Where Does Data Come From?

August 17, 2017

by Kelly Dale

I have started to think of a perfect data set as a beautiful cake. When the consumer eats the cake, she rarely thinks about the individual ingredients or the work that went into creating the final product. She doesn’t think about the quality of the flour or where the eggs came from. She doesn’t think about the amount of time that went in to perfecting the recipe or the person who tediously iced the cake once it was finished baking. Like this consumer, I did not think much about my data when I first started using Stata. I just ate the cake. I did not think about how each variable was created, the quality of the surveys used to obtain the data, or the process used to determine the sample. Only late in the year did I learn what it took to “ice the cake”, or clean the data before it could be used for analysis.
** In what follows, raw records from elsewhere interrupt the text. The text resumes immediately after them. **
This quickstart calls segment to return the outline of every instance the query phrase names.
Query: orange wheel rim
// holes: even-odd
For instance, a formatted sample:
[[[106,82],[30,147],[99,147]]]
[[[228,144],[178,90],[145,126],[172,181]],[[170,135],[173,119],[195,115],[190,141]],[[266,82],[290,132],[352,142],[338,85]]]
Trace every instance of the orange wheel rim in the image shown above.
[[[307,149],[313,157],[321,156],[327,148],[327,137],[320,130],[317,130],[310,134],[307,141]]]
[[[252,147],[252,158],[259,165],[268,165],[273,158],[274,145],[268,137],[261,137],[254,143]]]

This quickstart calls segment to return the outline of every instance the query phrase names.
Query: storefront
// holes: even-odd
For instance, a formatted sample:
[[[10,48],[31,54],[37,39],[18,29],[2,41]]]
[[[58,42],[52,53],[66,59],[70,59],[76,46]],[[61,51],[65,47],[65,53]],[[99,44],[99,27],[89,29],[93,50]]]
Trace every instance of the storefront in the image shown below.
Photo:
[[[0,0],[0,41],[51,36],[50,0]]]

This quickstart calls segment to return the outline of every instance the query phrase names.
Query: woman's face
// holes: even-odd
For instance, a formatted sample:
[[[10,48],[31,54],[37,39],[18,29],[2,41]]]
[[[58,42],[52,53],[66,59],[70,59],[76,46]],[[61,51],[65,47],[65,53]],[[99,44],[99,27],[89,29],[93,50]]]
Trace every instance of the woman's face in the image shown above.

I have spent the past 8 weeks learning how to bake a beautiful data cake.

Children play soccer in the street.
Playing soccer outside of the SWEDD office.

This summer, I am in Côte d’Ivoire with the World Bank Gender Innovation Lab working on a randomized impact evaluation for the Sahel Women’s Economic Empowerment and Demographic Dividend (SWEDD) project. We are about to launch the baseline assessment in 280 villages in the northern part of the country. We will survey over 5,000 adolescent girls on their aspirations, economic activities and access to finance, reproductive health status and knowledge, relationships and attitudes towards gender-based violence, and education. Creating a survey that will be able to fully and accurately capture the current situation and eventual impact of the program is just one ingredient in the cake. However, this one ingredient took many hours and many people to ensure that our questions are posed in a culturally relevant way, that what we ask cannot be misinterpreted, and that we ask enough questions to get a full picture without taking up too much of the girls’ time. We will test and refine this ingredient before baking the real cake, by piloting our questionnaires in the field and making any needed adjustments.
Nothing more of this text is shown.